Red hartebeest and zebra in Mkambati selected patches closer to the one they came from, supporting other studies on patch selection (Gross et al. 1995; Sibbald and Hooper 2003). The red hartebeest and zebra in Mkambati chose to use larger burnt patches compared to other available burnt patches. Smaller burnt patches could have higher quality grass compared to larger burns, due to being maintained as closely cropped grazing lawns (Sensenig et al. 2010). In addition, smaller-bodied animals prefer smaller burns (Sensenig et al. 2010). Intensive grazing by smaller herbivores could change grazing conditions and potentially displace other large herbivores (Illius and Gordon 1992). Red hartebeest and zebra chose to visit larger habitat patches, which may be related to interspecific competition. If smaller patches are preferred by smaller grazers (Cromsigt et al. 2009; Sensenig et al. 2010), species such as blesbok (Damaliscus pygargus phillipsi) (61 kg as compared to 140 kg for red hartebeest and 210 kg for zebra), which were present in large numbers in Mkambati, would have the competitive advantage. By altering the vegetation state (being able to temporarily maintain very small burned patches as closely cropped grazing lawns) (Sensenig et al. 2010), we would predict blesbok to be able to competitively exclude the larger grazers like red hartebeest and zebra (Illius and Gordon 1992; Prins and Olff 1998).

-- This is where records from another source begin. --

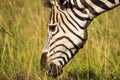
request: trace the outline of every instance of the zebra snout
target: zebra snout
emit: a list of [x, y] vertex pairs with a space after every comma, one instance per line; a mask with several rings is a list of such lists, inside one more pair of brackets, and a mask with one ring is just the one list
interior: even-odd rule
[[59, 76], [62, 72], [63, 72], [63, 70], [62, 70], [62, 67], [61, 67], [61, 66], [57, 66], [57, 65], [54, 64], [54, 63], [51, 63], [51, 64], [49, 65], [48, 74], [49, 74], [50, 76], [57, 77], [57, 76]]
[[47, 52], [42, 53], [40, 62], [43, 68], [47, 68]]

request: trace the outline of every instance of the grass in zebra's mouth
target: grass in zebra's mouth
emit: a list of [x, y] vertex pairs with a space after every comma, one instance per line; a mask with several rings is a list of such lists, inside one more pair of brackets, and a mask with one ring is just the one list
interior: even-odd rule
[[42, 0], [0, 0], [0, 80], [119, 80], [120, 7], [88, 27], [85, 47], [57, 78], [40, 70], [50, 10]]

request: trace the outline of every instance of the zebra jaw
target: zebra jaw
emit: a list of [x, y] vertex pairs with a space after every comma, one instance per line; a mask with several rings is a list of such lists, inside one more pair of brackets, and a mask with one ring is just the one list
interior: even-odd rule
[[63, 72], [61, 66], [58, 66], [53, 62], [47, 63], [47, 53], [42, 54], [41, 69], [46, 69], [48, 71], [48, 75], [53, 77], [57, 77]]

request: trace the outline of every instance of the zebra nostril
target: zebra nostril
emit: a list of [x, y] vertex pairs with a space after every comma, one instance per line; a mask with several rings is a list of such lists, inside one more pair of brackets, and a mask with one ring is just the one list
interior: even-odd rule
[[63, 72], [63, 70], [62, 70], [62, 67], [61, 67], [61, 66], [57, 66], [57, 65], [55, 65], [54, 63], [51, 63], [51, 64], [49, 65], [48, 74], [49, 74], [50, 76], [57, 77], [57, 76], [59, 76], [62, 72]]
[[43, 68], [47, 68], [47, 52], [42, 54], [40, 63]]

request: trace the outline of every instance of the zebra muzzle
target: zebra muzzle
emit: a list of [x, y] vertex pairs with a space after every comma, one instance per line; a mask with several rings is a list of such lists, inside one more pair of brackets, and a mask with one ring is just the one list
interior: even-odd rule
[[57, 76], [59, 76], [62, 72], [63, 72], [63, 70], [62, 70], [62, 67], [61, 67], [61, 66], [57, 66], [57, 65], [54, 64], [54, 63], [51, 63], [51, 64], [49, 65], [48, 74], [49, 74], [50, 76], [57, 77]]

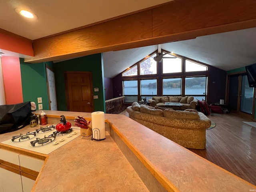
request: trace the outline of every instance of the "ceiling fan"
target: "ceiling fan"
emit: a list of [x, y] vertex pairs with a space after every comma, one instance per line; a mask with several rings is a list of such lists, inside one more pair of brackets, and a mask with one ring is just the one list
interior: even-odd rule
[[[161, 45], [157, 45], [157, 48], [158, 50], [158, 54], [157, 54], [156, 56], [153, 58], [154, 60], [156, 62], [160, 62], [162, 59], [163, 59], [163, 57], [164, 56], [166, 55], [166, 54], [168, 54], [167, 53], [164, 53], [162, 54], [162, 50], [161, 48]], [[164, 57], [164, 58], [168, 58], [169, 59], [175, 59], [176, 58], [176, 57], [174, 56], [173, 57]]]

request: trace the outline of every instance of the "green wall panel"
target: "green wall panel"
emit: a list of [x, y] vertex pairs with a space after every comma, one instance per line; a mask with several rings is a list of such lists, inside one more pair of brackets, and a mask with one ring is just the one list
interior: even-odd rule
[[229, 75], [230, 74], [232, 74], [232, 73], [236, 73], [244, 72], [245, 72], [245, 67], [240, 67], [240, 68], [238, 68], [237, 69], [235, 69], [232, 70], [228, 71], [227, 71], [227, 74], [228, 75]]
[[[64, 72], [65, 71], [89, 71], [92, 72], [94, 95], [97, 95], [98, 97], [98, 99], [94, 100], [94, 111], [106, 112], [102, 57], [102, 54], [99, 53], [53, 64], [58, 110], [67, 110]], [[99, 88], [98, 92], [94, 92], [95, 88]]]
[[38, 110], [37, 98], [42, 97], [43, 109], [49, 110], [46, 65], [52, 62], [30, 64], [20, 58], [23, 101], [34, 102]]

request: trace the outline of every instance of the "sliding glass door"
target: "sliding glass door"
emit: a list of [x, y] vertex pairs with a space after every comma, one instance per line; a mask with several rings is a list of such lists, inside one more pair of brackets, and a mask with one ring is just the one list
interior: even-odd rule
[[254, 88], [249, 86], [248, 80], [246, 75], [242, 75], [241, 79], [240, 111], [252, 114]]
[[253, 118], [255, 90], [249, 86], [246, 74], [229, 76], [228, 84], [229, 108], [241, 115]]

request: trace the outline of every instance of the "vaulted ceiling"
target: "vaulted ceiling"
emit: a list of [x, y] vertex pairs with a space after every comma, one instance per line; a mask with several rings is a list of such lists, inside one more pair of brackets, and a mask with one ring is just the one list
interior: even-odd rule
[[[0, 27], [33, 40], [170, 1], [2, 0], [0, 1], [0, 7], [3, 8], [0, 12]], [[15, 12], [16, 8], [32, 11], [38, 18], [33, 21], [24, 19]], [[225, 70], [256, 62], [256, 28], [161, 45], [163, 49]], [[114, 77], [157, 48], [155, 45], [104, 53], [104, 76]], [[6, 55], [16, 56], [14, 53], [7, 52]]]

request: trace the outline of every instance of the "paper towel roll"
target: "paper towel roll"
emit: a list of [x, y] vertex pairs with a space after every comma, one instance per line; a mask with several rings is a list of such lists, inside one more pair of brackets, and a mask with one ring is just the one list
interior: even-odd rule
[[96, 111], [92, 113], [92, 138], [96, 140], [106, 138], [104, 112]]

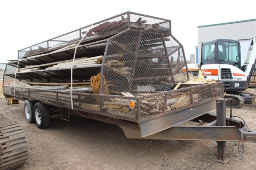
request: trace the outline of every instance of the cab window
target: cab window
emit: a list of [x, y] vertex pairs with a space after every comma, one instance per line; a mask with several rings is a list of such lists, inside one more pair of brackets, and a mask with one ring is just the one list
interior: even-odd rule
[[214, 44], [203, 44], [202, 49], [202, 61], [214, 59]]

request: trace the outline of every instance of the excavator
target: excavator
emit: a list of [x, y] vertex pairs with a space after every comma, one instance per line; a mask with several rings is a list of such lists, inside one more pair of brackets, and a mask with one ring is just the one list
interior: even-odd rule
[[256, 60], [256, 38], [250, 40], [244, 63], [241, 66], [240, 44], [238, 41], [216, 39], [202, 44], [201, 70], [203, 78], [223, 82], [225, 98], [233, 108], [244, 103], [255, 104], [253, 94], [244, 92], [249, 87]]

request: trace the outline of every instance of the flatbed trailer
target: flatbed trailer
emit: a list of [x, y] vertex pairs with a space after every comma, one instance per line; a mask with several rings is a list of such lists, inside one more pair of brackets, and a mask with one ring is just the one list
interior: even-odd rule
[[[226, 163], [226, 141], [256, 142], [256, 132], [226, 119], [222, 82], [178, 88], [189, 80], [184, 53], [170, 20], [128, 12], [20, 50], [3, 93], [24, 101], [27, 121], [41, 129], [51, 114], [73, 113], [129, 138], [216, 140]], [[195, 119], [209, 124], [179, 126]]]

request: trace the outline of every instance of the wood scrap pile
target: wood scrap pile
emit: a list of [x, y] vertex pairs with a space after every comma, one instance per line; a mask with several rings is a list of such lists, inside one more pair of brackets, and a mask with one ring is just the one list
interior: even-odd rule
[[132, 69], [125, 67], [125, 63], [120, 61], [123, 57], [122, 54], [109, 55], [106, 57], [106, 60], [104, 65], [112, 69], [126, 77], [129, 77], [132, 75]]

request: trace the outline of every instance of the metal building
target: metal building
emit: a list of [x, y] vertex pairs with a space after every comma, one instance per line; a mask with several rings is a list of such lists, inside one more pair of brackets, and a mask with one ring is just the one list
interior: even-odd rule
[[198, 26], [197, 28], [199, 56], [202, 44], [205, 41], [217, 38], [235, 39], [240, 42], [242, 65], [246, 57], [249, 40], [256, 37], [256, 19]]

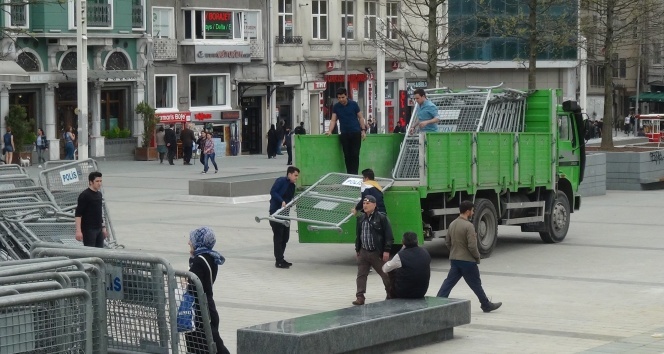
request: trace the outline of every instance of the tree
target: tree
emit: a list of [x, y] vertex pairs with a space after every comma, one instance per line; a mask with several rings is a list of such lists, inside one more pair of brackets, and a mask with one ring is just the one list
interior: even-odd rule
[[537, 88], [537, 60], [574, 60], [577, 2], [569, 0], [479, 0], [480, 36], [510, 38], [519, 46], [511, 60], [528, 62], [528, 89]]
[[[662, 4], [660, 0], [582, 0], [581, 31], [589, 43], [599, 43], [602, 48], [597, 57], [598, 64], [603, 68], [604, 83], [604, 126], [602, 128], [602, 148], [613, 148], [611, 129], [614, 112], [614, 70], [622, 65], [618, 55], [627, 47], [636, 43], [637, 60], [641, 60], [641, 46], [638, 45], [639, 21], [649, 18], [661, 18]], [[636, 38], [635, 38], [636, 34]], [[635, 39], [637, 39], [635, 41]], [[641, 75], [641, 73], [638, 73]]]

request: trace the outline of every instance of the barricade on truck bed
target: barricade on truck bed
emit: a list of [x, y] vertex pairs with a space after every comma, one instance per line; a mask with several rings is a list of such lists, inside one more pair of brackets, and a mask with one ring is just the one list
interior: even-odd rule
[[[165, 259], [138, 252], [43, 242], [33, 244], [30, 252], [36, 259], [96, 257], [103, 261], [106, 288], [96, 296], [105, 304], [109, 353], [187, 353], [187, 340], [214, 348], [207, 298], [193, 273], [175, 272]], [[177, 310], [187, 289], [200, 306], [196, 317], [200, 321], [195, 332], [185, 334], [177, 331]]]

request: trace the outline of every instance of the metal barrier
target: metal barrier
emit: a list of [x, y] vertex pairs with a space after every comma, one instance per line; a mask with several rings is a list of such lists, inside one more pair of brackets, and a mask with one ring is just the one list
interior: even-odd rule
[[83, 289], [0, 296], [0, 353], [92, 353], [90, 306]]
[[[209, 348], [214, 347], [207, 299], [201, 296], [204, 291], [200, 280], [188, 272], [175, 273], [165, 259], [144, 253], [70, 248], [42, 242], [33, 244], [30, 253], [34, 258], [103, 260], [106, 291], [99, 296], [105, 298], [109, 353], [186, 353], [186, 339], [204, 340]], [[193, 290], [200, 306], [199, 330], [191, 334], [177, 332], [177, 308], [182, 294], [177, 295], [175, 289], [180, 287]]]
[[[392, 186], [394, 180], [376, 178], [383, 191]], [[297, 195], [285, 207], [268, 217], [256, 217], [256, 222], [269, 220], [289, 225], [291, 220], [303, 221], [309, 230], [337, 230], [341, 232], [341, 224], [347, 222], [353, 214], [350, 210], [360, 201], [362, 178], [357, 175], [328, 173], [318, 182]], [[291, 215], [291, 212], [294, 214]]]

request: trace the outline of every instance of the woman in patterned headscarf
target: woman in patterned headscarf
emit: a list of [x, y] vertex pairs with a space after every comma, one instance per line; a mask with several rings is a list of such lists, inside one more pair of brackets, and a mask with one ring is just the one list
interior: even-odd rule
[[[214, 231], [207, 226], [199, 227], [189, 233], [189, 253], [191, 254], [191, 258], [189, 258], [189, 271], [196, 274], [203, 284], [203, 291], [205, 292], [208, 308], [210, 309], [210, 325], [212, 327], [214, 342], [217, 344], [217, 353], [226, 354], [229, 351], [224, 346], [224, 341], [219, 335], [219, 313], [217, 313], [212, 293], [212, 285], [217, 279], [219, 266], [226, 261], [224, 256], [212, 249], [216, 242]], [[189, 287], [191, 291], [193, 285], [190, 284]], [[196, 298], [198, 299], [198, 296]], [[187, 352], [209, 353], [205, 333], [202, 326], [200, 326], [202, 317], [198, 302], [194, 304], [194, 309], [196, 330], [185, 334]]]

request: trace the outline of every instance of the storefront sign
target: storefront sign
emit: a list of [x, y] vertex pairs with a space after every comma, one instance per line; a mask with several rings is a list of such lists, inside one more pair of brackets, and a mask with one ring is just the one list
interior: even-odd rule
[[309, 86], [308, 87], [309, 91], [325, 90], [327, 88], [327, 82], [325, 81], [309, 82], [308, 86]]
[[196, 63], [249, 63], [249, 45], [196, 45]]
[[161, 123], [191, 121], [191, 112], [155, 113], [154, 115], [159, 118], [159, 122]]

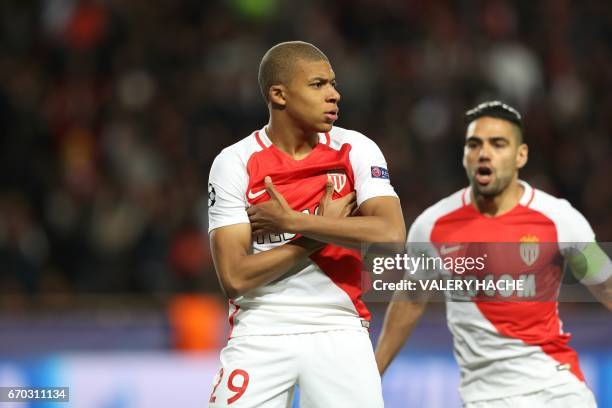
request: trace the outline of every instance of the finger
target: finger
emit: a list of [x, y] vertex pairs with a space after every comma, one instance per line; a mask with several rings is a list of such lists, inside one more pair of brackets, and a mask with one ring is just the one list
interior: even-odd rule
[[323, 199], [329, 200], [331, 199], [332, 194], [334, 193], [334, 183], [327, 180], [325, 183], [325, 194], [323, 195]]
[[276, 192], [276, 189], [274, 188], [274, 184], [272, 183], [272, 177], [266, 176], [264, 178], [264, 185], [266, 187], [266, 191], [268, 192], [268, 195], [270, 196], [270, 198], [278, 200], [278, 193]]
[[355, 201], [357, 199], [357, 194], [354, 191], [351, 191], [344, 197], [340, 197], [338, 200], [342, 200], [344, 203], [350, 203], [351, 201]]

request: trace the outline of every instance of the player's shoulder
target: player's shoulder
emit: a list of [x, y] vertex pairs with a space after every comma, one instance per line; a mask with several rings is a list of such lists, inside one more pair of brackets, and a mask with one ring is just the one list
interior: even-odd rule
[[376, 143], [361, 132], [351, 129], [334, 126], [329, 131], [330, 146], [338, 149], [344, 144], [350, 144], [356, 148], [370, 148], [376, 146]]
[[213, 161], [213, 168], [219, 166], [246, 166], [253, 153], [261, 150], [262, 147], [257, 142], [257, 132], [253, 132], [221, 150]]
[[[524, 185], [530, 188], [526, 183]], [[589, 222], [568, 200], [534, 188], [532, 189], [532, 198], [527, 206], [553, 222], [557, 228], [560, 242], [586, 242], [594, 239], [595, 235]]]
[[[526, 183], [524, 184], [527, 185]], [[527, 187], [529, 186], [527, 185]], [[537, 188], [531, 188], [531, 190], [532, 197], [529, 199], [529, 208], [538, 211], [549, 218], [570, 220], [574, 217], [583, 217], [580, 211], [574, 208], [568, 200], [555, 197], [554, 195]]]
[[466, 194], [467, 188], [463, 188], [425, 209], [412, 223], [408, 240], [413, 242], [428, 241], [434, 225], [440, 218], [465, 207]]

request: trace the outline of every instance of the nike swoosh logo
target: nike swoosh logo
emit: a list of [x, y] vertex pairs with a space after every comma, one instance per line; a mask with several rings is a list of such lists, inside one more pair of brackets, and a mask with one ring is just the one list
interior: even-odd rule
[[247, 195], [249, 197], [249, 200], [254, 200], [254, 199], [256, 199], [257, 197], [259, 197], [260, 195], [262, 195], [265, 192], [266, 192], [265, 188], [263, 190], [259, 190], [256, 193], [253, 193], [253, 191], [249, 190], [249, 193]]
[[458, 251], [460, 249], [461, 249], [461, 245], [455, 245], [454, 247], [447, 247], [447, 246], [442, 245], [440, 247], [440, 254], [448, 255], [451, 252], [455, 252], [455, 251]]

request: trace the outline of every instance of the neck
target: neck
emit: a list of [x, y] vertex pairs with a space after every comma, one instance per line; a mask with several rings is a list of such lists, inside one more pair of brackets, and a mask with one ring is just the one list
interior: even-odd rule
[[512, 210], [521, 200], [525, 187], [518, 181], [518, 177], [508, 184], [502, 192], [494, 196], [478, 194], [472, 188], [472, 203], [481, 213], [489, 217], [496, 217]]
[[317, 132], [306, 132], [284, 115], [270, 115], [266, 134], [277, 148], [296, 160], [306, 157], [319, 142]]

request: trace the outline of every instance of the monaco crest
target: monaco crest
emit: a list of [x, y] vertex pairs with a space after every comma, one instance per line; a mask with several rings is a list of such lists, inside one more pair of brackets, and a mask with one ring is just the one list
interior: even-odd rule
[[531, 266], [540, 256], [540, 245], [538, 244], [540, 239], [535, 235], [523, 235], [520, 241], [519, 251], [521, 259], [525, 262], [525, 265]]
[[327, 173], [327, 179], [330, 180], [334, 185], [334, 191], [338, 194], [344, 188], [346, 184], [346, 174], [344, 173]]

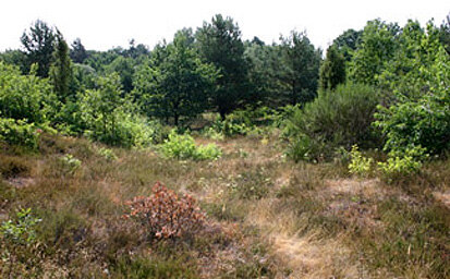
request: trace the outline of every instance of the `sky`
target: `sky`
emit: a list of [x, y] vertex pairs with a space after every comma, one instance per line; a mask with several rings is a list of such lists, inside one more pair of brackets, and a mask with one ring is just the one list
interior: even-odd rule
[[349, 28], [361, 29], [381, 19], [404, 25], [408, 19], [440, 25], [450, 14], [449, 0], [3, 0], [0, 10], [0, 51], [21, 47], [20, 37], [33, 22], [57, 26], [68, 41], [81, 38], [86, 49], [129, 47], [133, 38], [150, 49], [170, 41], [183, 27], [196, 29], [215, 14], [231, 16], [243, 38], [267, 44], [280, 35], [305, 31], [326, 49]]

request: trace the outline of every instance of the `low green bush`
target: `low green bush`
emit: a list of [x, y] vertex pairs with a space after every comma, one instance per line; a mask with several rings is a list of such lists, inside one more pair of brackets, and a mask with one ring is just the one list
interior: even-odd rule
[[367, 177], [370, 172], [374, 159], [364, 157], [358, 150], [357, 145], [353, 145], [350, 156], [352, 158], [349, 163], [350, 173]]
[[428, 158], [421, 146], [406, 148], [404, 151], [391, 151], [386, 162], [378, 162], [378, 168], [388, 181], [394, 181], [417, 173], [423, 161]]
[[[350, 148], [378, 145], [372, 125], [379, 94], [367, 85], [348, 83], [336, 90], [321, 92], [303, 109], [294, 108], [283, 128], [282, 136], [291, 143], [288, 154], [294, 159], [331, 157], [336, 147]], [[311, 156], [312, 151], [316, 154]]]
[[37, 149], [40, 132], [24, 120], [0, 118], [0, 142]]
[[112, 149], [109, 148], [99, 148], [97, 154], [104, 157], [107, 161], [114, 161], [118, 159], [118, 156], [114, 154]]

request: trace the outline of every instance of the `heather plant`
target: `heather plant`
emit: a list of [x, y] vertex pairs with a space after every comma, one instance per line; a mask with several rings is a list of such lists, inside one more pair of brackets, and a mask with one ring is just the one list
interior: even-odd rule
[[32, 214], [32, 209], [21, 209], [16, 214], [16, 220], [3, 221], [0, 232], [3, 240], [16, 244], [27, 245], [36, 240], [36, 226], [41, 219]]
[[[32, 209], [21, 209], [13, 219], [0, 226], [0, 276], [2, 278], [33, 278], [39, 269], [39, 245], [36, 228], [41, 219]], [[33, 276], [32, 276], [33, 275]]]
[[114, 161], [118, 159], [118, 156], [114, 154], [112, 149], [109, 148], [99, 148], [97, 154], [104, 157], [107, 161]]
[[150, 196], [136, 196], [126, 205], [130, 213], [125, 217], [139, 221], [156, 239], [193, 235], [203, 228], [206, 217], [192, 196], [179, 196], [159, 182]]
[[60, 162], [62, 165], [62, 169], [69, 173], [74, 173], [82, 166], [82, 161], [73, 157], [71, 154], [60, 157]]
[[351, 161], [349, 163], [350, 173], [366, 177], [370, 172], [374, 159], [364, 157], [358, 150], [357, 145], [352, 146], [350, 151]]

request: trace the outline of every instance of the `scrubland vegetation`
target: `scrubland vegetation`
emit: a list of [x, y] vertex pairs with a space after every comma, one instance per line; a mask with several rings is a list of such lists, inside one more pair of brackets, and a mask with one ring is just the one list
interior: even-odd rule
[[[39, 39], [36, 39], [38, 36]], [[323, 59], [230, 17], [0, 53], [2, 278], [448, 278], [449, 21]]]

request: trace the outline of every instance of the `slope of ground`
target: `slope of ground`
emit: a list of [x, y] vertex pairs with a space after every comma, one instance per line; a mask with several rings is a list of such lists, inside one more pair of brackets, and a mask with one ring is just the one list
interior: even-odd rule
[[[210, 142], [197, 138], [198, 143]], [[0, 154], [0, 219], [32, 208], [32, 245], [2, 239], [15, 278], [446, 278], [450, 167], [410, 181], [349, 177], [340, 163], [293, 163], [280, 143], [217, 142], [216, 161], [163, 159], [151, 149], [99, 155], [83, 140], [44, 135], [39, 154]], [[80, 167], [63, 163], [72, 155]], [[160, 181], [188, 193], [207, 226], [187, 239], [148, 236], [124, 202]], [[14, 250], [13, 250], [14, 248]], [[19, 276], [19, 277], [20, 277]]]

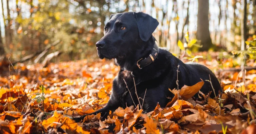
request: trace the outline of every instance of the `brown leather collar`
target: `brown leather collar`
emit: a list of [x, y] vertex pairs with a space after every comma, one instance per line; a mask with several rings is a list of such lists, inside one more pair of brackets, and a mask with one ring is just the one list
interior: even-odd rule
[[141, 58], [137, 62], [137, 66], [140, 69], [149, 65], [155, 61], [159, 53], [159, 48], [156, 44], [155, 43], [153, 49], [153, 52], [149, 55], [148, 57], [142, 60]]

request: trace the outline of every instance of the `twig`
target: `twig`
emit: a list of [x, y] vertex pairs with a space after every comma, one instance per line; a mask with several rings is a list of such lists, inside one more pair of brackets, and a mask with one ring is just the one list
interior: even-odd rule
[[[11, 50], [10, 51], [10, 55], [9, 56], [9, 57], [8, 58], [8, 60], [9, 61], [9, 66], [8, 67], [8, 68], [9, 68], [9, 95], [10, 95], [10, 110], [12, 110], [12, 101], [11, 100], [11, 68], [10, 67], [10, 66], [11, 66], [11, 64], [12, 65], [12, 64], [11, 62], [11, 55], [12, 55], [12, 50]], [[12, 66], [13, 67], [13, 66]], [[14, 68], [14, 67], [13, 68]], [[15, 69], [14, 69], [15, 70]], [[16, 70], [15, 70], [15, 71]], [[7, 93], [6, 94], [6, 103], [7, 103], [8, 102], [7, 101]]]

Both red hartebeest and zebra reduced the probability of encountering poachers by choosing to visit patches further away from major rivers. By focussing on suitable patches within areas of lower ‘predation’ (or poaching) risk (Gude et al. 2006; Thaker et al. 2010), rather than only reacting when ‘predators’(or poachers) are encountered (Creel et al. 2005; Fortin et al. 2005; Kittle et al. 2008), hartebeest and zebra appear to have a cognitive approach to patch use at a landscape scale by actively avoiding high poaching-risk areas. With ever-increasing poaching in Africa (Craigie et al. 2010; Hayward 2009; Waltert et al. 2009), this is a result with significant implications for protected area management. The consistent unnatural selection of forage areas by ungulates due to poaching impact could have negative impacts on forage resources (Ruggiero 1992), ecosystem services (Brodie et al. 2009; Wright and Duber 2001), and biodiversity through cascading effects (Eisenberg et al. 2013; Ripple and Beschta 2007). This effect could be worse in small- to medium-sized protected areas.

Conclusion

In conservation areas, where managers attempt to simulate the natural processes and heterogeneity of ecosystems (Grant et al. 2011), patch use dynamics of large herbivores is a critical aspect to consider. In this study, we demonstrated how red hartebeest and zebra actively use particular types of burnt patches with suitable forage, and that their choice of foraging patches was influenced by direct and secondary poaching effects. This illustrates that both fire management and antipoaching action could potentially impact ecosystem resilience (Eisenberg et al. 2013; Ripple and Beschta 2007). This is especially the case for more intensively managed small- to medium-sized conservation areas like Mkambati Nature Reserve.